The hunger

14 July 2006

"You never really stop being the child you were, but something else comes and breaks you."

The Independent meet Amélie Nothomb.
"I never even dreamt of being a writer," says Nothomb, "because I didn't feel allowed. When I was a child I was terribly ambitious, but I didn't know at all what this great thing would become. I thought maybe," she continues, "I would become a god, or a goddess, or a president or a Nobel Prize winner."

[..]

Fear and Trembling ends with a series of dates - the character Amélie's departure from Japan and the publication of her first novel - which are also the dates for those events in Nothomb's life. Loving Sabotage, about a child's experience of love and cruelty in China, ends with an afterword, insisting that the novel is a "true story: my own. I invented nothing," insists the author, "not even the names of the characters". It seems a slightly odd thing to do. Surely, I point out, all fiction is a mish-mash of acquired experience and the borrowed experiences of others? Does it matter whether it's literally true?
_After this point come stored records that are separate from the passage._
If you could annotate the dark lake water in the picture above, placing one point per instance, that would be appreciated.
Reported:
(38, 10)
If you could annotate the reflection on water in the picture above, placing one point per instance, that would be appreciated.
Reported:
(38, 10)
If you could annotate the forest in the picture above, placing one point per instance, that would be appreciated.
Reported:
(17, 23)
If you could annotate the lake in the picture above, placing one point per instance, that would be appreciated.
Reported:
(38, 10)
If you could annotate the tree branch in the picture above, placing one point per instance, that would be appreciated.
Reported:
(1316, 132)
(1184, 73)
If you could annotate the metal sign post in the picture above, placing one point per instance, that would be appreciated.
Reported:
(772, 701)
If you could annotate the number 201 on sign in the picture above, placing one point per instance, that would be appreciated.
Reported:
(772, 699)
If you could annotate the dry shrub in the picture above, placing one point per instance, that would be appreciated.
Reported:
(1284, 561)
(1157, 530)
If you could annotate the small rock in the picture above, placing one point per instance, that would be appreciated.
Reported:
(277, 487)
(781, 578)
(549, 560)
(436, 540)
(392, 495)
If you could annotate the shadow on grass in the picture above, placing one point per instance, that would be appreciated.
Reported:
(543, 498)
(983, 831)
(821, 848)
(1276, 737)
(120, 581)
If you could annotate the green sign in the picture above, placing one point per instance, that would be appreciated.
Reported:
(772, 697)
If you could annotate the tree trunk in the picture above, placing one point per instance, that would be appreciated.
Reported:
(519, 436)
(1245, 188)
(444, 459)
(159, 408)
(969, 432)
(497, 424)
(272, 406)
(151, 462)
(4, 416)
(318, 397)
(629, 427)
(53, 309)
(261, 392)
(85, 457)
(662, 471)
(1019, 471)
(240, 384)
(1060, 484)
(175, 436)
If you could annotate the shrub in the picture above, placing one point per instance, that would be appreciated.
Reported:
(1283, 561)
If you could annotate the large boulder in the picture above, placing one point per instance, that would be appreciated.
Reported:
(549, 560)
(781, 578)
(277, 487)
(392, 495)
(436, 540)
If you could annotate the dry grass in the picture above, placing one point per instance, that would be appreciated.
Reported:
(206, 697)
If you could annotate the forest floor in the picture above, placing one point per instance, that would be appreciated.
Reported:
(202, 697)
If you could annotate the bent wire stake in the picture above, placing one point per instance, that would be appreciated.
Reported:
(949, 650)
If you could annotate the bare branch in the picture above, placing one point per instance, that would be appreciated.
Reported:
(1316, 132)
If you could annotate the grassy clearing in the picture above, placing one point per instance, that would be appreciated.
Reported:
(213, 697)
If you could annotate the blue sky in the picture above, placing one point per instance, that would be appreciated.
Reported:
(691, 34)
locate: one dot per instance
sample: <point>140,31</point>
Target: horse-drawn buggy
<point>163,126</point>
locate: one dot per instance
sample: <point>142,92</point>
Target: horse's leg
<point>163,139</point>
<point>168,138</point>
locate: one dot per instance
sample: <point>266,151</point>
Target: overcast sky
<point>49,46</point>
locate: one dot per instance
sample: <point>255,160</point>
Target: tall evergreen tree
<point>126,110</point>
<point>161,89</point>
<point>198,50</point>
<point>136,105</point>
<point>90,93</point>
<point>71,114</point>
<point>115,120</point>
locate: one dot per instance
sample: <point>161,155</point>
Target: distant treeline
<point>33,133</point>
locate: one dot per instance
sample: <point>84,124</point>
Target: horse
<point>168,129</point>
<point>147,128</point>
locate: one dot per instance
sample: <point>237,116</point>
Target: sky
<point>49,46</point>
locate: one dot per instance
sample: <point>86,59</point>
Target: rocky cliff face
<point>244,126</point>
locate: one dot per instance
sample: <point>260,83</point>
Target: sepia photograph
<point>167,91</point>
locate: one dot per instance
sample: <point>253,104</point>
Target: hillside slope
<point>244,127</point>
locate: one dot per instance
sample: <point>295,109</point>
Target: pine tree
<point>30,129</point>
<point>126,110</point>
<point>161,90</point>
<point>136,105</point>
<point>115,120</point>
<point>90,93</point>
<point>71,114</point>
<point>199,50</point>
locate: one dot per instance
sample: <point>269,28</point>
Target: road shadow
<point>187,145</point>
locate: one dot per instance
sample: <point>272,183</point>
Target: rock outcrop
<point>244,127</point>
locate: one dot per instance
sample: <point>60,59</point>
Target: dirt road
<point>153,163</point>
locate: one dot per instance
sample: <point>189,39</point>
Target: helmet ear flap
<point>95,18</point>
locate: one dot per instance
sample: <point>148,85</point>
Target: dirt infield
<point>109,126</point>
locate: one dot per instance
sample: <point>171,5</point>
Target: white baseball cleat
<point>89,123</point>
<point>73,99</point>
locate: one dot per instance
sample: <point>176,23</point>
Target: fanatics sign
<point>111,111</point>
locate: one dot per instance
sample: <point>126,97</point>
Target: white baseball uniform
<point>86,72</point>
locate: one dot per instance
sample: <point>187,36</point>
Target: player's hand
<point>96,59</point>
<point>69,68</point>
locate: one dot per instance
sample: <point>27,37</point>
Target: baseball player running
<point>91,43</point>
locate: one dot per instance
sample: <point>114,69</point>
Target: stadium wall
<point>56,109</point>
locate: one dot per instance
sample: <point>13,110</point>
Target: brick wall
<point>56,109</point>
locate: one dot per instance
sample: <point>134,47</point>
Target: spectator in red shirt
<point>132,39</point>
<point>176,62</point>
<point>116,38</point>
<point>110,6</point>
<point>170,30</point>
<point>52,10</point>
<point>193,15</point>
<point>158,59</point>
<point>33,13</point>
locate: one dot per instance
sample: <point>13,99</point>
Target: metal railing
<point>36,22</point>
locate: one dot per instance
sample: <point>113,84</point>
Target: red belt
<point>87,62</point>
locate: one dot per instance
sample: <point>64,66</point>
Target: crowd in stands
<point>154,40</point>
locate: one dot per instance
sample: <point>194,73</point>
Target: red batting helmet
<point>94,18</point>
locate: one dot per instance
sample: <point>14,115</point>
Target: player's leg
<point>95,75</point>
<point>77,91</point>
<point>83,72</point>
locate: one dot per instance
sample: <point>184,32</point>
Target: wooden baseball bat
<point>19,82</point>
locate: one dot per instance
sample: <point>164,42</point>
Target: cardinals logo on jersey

"Not at all. But my readers ask me all the time, they're obsessed with that. For me, even my fictions are true stories. That very great sentence of Virginia Woolf - 'nothing happens until you write it down'... When I write fiction I have the same feeling. I wrote it so it happened... In 2000," she adds "something really great happened to me. They put me in the French dictionary! 'Amélie Nothomb, writer, born in 1967'. But it became a disease. Because now, very often when I am in my office in Paris or my apartment, I think..." - she gasps dramatically - "I'm very ashamed of what I shall tell you, 'am I still existing, am I still in the dictionary?', so I take my dictionary and think 'oh yes I am'. Sometimes I go to the big bookshops and I look at the first dictionary, second dictionary, third dictionary. Am I crazy or something?"